A Los Angeles couple wanted off the busy streets and into a quieter place with a real yard for their young son. The only way the numbers worked was to become landlords. Instead of chasing a classic single-family house with a sky-high monthly payment, they focused on properties with an extra unit already on site or enough space for an accessory dwelling unit, and they baked potential rent into their budget. In short, their strategy was simple: build or borrow to add something rentable, then use that income to help close the city’s stubborn affordability gap.
As reported by The New York Times, lender Lauren Plaxco and her partner, Bryan Keith, searched in Highland Park, Van Nuys, and Reseda with a price range of roughly $750,000 to $1.3 million. They prioritized listings that either included a separate unit or could reasonably fit one. The profile walks through their search and the tradeoffs they faced, including higher property taxes, renovation costs, and the day-to-day reality of being landlords. Their experience shows how one family turns a single house into both a home and an income stream.
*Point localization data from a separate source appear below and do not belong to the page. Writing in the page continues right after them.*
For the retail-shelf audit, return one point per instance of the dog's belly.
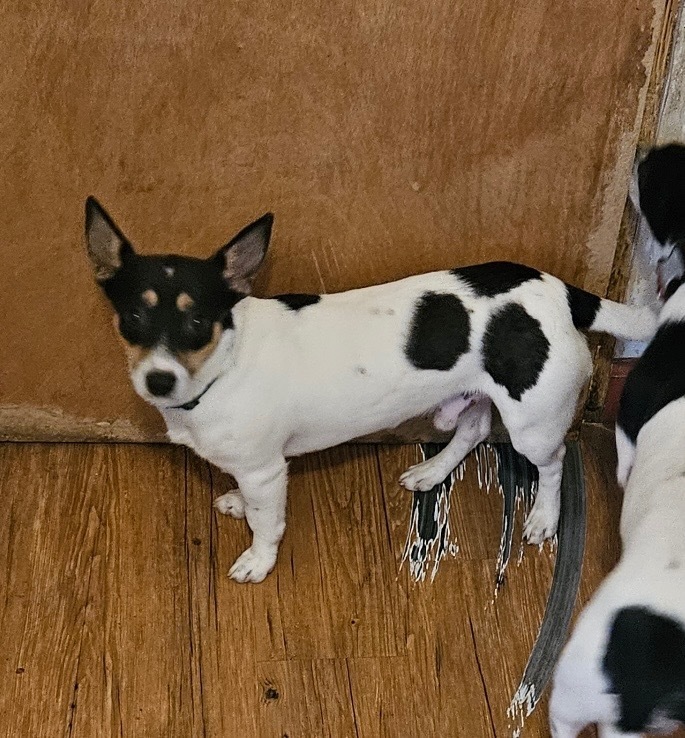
(331, 426)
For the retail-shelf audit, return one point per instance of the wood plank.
(223, 678)
(305, 698)
(136, 660)
(52, 508)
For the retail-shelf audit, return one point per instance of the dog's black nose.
(160, 383)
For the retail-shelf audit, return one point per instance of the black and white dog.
(248, 382)
(624, 667)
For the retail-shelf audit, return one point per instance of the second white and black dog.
(624, 666)
(248, 382)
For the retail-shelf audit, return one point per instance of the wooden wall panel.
(389, 137)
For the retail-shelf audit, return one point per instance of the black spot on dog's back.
(439, 332)
(514, 349)
(297, 301)
(583, 305)
(657, 379)
(495, 277)
(645, 665)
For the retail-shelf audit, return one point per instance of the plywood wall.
(388, 136)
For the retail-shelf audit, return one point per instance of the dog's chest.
(211, 438)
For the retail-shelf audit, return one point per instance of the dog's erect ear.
(242, 256)
(106, 243)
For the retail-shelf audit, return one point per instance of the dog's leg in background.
(625, 449)
(473, 426)
(264, 492)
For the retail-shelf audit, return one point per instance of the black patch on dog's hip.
(645, 665)
(514, 349)
(439, 332)
(495, 277)
(583, 305)
(296, 301)
(657, 379)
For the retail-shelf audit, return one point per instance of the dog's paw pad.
(232, 504)
(423, 476)
(540, 525)
(252, 567)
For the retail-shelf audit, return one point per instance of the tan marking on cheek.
(150, 298)
(134, 354)
(193, 360)
(184, 302)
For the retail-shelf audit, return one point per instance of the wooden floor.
(117, 617)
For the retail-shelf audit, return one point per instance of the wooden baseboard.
(620, 369)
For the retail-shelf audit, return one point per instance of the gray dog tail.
(592, 313)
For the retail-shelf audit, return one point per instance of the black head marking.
(672, 287)
(296, 301)
(439, 332)
(514, 349)
(584, 306)
(645, 665)
(495, 277)
(181, 302)
(661, 182)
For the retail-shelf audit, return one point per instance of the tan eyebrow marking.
(184, 301)
(150, 298)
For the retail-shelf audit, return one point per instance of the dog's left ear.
(107, 245)
(242, 256)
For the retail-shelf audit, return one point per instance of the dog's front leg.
(264, 492)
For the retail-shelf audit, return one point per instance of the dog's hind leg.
(625, 449)
(543, 519)
(232, 504)
(473, 427)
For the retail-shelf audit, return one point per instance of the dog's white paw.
(232, 504)
(540, 524)
(251, 566)
(424, 476)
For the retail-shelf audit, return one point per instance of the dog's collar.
(191, 404)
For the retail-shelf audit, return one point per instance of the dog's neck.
(674, 309)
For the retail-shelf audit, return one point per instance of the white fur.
(290, 382)
(651, 573)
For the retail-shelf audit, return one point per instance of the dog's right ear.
(106, 243)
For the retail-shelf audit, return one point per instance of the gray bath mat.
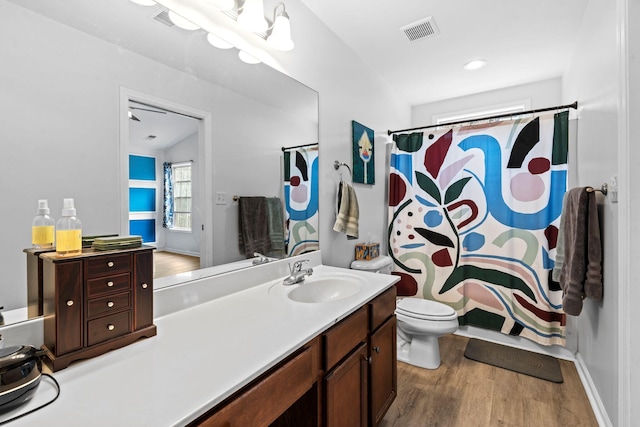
(514, 359)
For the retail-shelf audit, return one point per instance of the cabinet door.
(67, 281)
(143, 289)
(346, 392)
(383, 380)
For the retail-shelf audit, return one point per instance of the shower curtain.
(473, 222)
(301, 200)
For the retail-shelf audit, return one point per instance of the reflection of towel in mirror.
(347, 211)
(253, 227)
(581, 274)
(276, 226)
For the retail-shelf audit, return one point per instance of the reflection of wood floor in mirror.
(463, 392)
(169, 263)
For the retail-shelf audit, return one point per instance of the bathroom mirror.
(70, 70)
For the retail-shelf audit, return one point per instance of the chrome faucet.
(297, 273)
(260, 259)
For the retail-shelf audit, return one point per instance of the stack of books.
(116, 242)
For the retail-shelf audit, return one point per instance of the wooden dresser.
(96, 302)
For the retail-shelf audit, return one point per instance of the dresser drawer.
(109, 284)
(108, 264)
(108, 304)
(342, 338)
(107, 327)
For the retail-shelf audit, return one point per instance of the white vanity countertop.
(200, 356)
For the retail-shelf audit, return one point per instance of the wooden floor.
(466, 393)
(169, 263)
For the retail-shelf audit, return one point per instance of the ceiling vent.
(420, 30)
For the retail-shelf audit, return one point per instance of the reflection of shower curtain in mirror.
(474, 214)
(301, 200)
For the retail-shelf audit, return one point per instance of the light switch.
(221, 198)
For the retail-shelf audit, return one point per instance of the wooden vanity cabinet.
(383, 376)
(95, 302)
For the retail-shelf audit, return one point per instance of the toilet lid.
(425, 309)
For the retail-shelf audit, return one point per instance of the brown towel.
(581, 274)
(253, 227)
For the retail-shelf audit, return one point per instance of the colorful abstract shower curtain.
(301, 200)
(474, 214)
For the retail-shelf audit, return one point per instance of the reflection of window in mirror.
(181, 196)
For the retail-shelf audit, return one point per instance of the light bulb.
(280, 37)
(249, 59)
(144, 2)
(182, 22)
(252, 16)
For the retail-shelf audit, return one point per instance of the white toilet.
(420, 322)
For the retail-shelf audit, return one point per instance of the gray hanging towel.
(253, 227)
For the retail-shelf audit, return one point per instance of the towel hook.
(337, 164)
(604, 189)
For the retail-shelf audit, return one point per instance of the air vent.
(420, 30)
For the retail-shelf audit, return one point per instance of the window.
(181, 179)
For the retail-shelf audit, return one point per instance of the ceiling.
(522, 41)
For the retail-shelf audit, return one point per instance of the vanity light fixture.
(218, 42)
(280, 36)
(181, 22)
(145, 2)
(251, 17)
(475, 64)
(222, 4)
(249, 59)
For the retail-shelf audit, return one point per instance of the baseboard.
(592, 393)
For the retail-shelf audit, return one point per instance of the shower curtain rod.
(298, 146)
(499, 116)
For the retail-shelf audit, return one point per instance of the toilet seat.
(423, 309)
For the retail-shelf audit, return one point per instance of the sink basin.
(320, 289)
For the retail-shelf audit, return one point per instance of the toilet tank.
(382, 264)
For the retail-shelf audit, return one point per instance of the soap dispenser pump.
(68, 231)
(42, 227)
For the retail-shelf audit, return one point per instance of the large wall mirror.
(73, 70)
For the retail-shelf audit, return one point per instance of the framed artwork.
(363, 160)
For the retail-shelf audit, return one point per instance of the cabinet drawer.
(341, 339)
(105, 328)
(109, 284)
(108, 264)
(382, 307)
(108, 304)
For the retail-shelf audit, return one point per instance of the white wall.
(592, 79)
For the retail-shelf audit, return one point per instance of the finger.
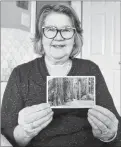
(103, 118)
(43, 120)
(92, 123)
(37, 115)
(105, 111)
(38, 129)
(98, 123)
(35, 108)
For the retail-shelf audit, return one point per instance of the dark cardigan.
(70, 127)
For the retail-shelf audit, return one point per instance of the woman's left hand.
(104, 123)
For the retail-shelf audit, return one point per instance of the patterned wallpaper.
(16, 48)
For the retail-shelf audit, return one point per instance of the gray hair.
(59, 8)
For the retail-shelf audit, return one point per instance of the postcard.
(71, 91)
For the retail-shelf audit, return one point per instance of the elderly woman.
(27, 120)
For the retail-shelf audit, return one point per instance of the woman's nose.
(58, 36)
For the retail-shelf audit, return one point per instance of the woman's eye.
(51, 29)
(66, 30)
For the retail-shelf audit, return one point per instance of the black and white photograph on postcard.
(60, 73)
(71, 92)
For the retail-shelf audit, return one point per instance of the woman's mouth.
(58, 45)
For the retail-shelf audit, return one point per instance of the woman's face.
(58, 48)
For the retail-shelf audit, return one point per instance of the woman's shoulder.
(85, 62)
(24, 70)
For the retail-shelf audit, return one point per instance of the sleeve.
(11, 105)
(104, 99)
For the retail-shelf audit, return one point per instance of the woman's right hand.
(35, 118)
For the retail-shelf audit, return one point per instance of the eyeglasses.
(51, 32)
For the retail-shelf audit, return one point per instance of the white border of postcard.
(83, 104)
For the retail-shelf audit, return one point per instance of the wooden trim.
(33, 17)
Renovation loans and rental math
Specialized renovation mortgages are what make this strategy possible in the first place. The FHA’s 203(k) program and Fannie Mae’s HomeStyle Renovation loan let buyers fold rehab and construction expenses, including building an ADU, into a single mortgage instead of paying out of pocket and then refinancing later. According to HUD, the 203(k) insures loans that cover both the purchase or refinance of a home and the cost of renovations. Fannie Mae allows HomeStyle funds to be used for accessory dwelling units and other upgrades, effectively moving the upfront cash hit into long-term debt that rides along with the main mortgage payment.
The listings that make the numbers add up
The New York Times profile spells out how the math looked on specific properties. One Highland Park home was listed near $1.175 million, with an existing separate unit that could bring in an estimated $3,500 a month in rent. A Van Nuys house came on the market for about $835,000, with a projected $3,400 per month from a future ADU. In Reseda, a roughly $779,000 cottage penciled out with an estimated $3,200 in monthly ADU rent.
The same report noted that building a two-bedroom ADU in the San Fernando Valley can run around $300,000, and that annual property tax bills for those example homes ranged from about $9,200 to $17,000. Those figures formed the baseline for the couple’s spreadsheets as they tried to see whether rental income could reasonably cover the mortgage and ongoing costs, not just in best-case scenarios.
City rules and the ADU push
Los Angeles has tried to clear the path for backyard units, and the Department of Building and Safety now offers standard ADU plans and a more straightforward process for common designs. The city’s guidance materials lay out how the standard-plan program works and who qualifies. At the same time, a Los Angeles Times analysis finds that ADU construction has surged and notes that many units still cost hundreds of thousands of dollars to build. So permits might be easier to get, but buyers still have to swallow serious construction bills if they are counting on that extra rental unit.
Tradeoffs for would-be landlord-homeowners
Letting a tenant help pay the mortgage can take the edge off a brutal monthly bill, but it essentially turns the house into a small business. That brings landlord responsibilities such as ongoing maintenance, handling tenant turnover, keeping up with insurance, and covering the hit from any vacancy stretches. FHA 203(k) loans typically require the borrower to live in the property as a primary residence, which limits who can use that program to fund an ADU, and renovation loans layer in more paperwork, escrow draws, and inspections along the way. Buyers considering this path are advised to run the numbers with conservative rent estimates, build in a vacancy cushion, and plan for management costs instead of assuming rental income will flow smoothly every month.
For many Angelenos, owning a home now means doing landlord math as part of the dream. If you can buy or build a place where someone else helps cover the mortgage, ownership can move from fantasy to feasible, although it is anything but effortless. The New York Times profile ultimately offers both a playbook and a warning: the combination of loans and rents can line up, but the price of admission is stepping into the role of small-scale landlord almost overnight.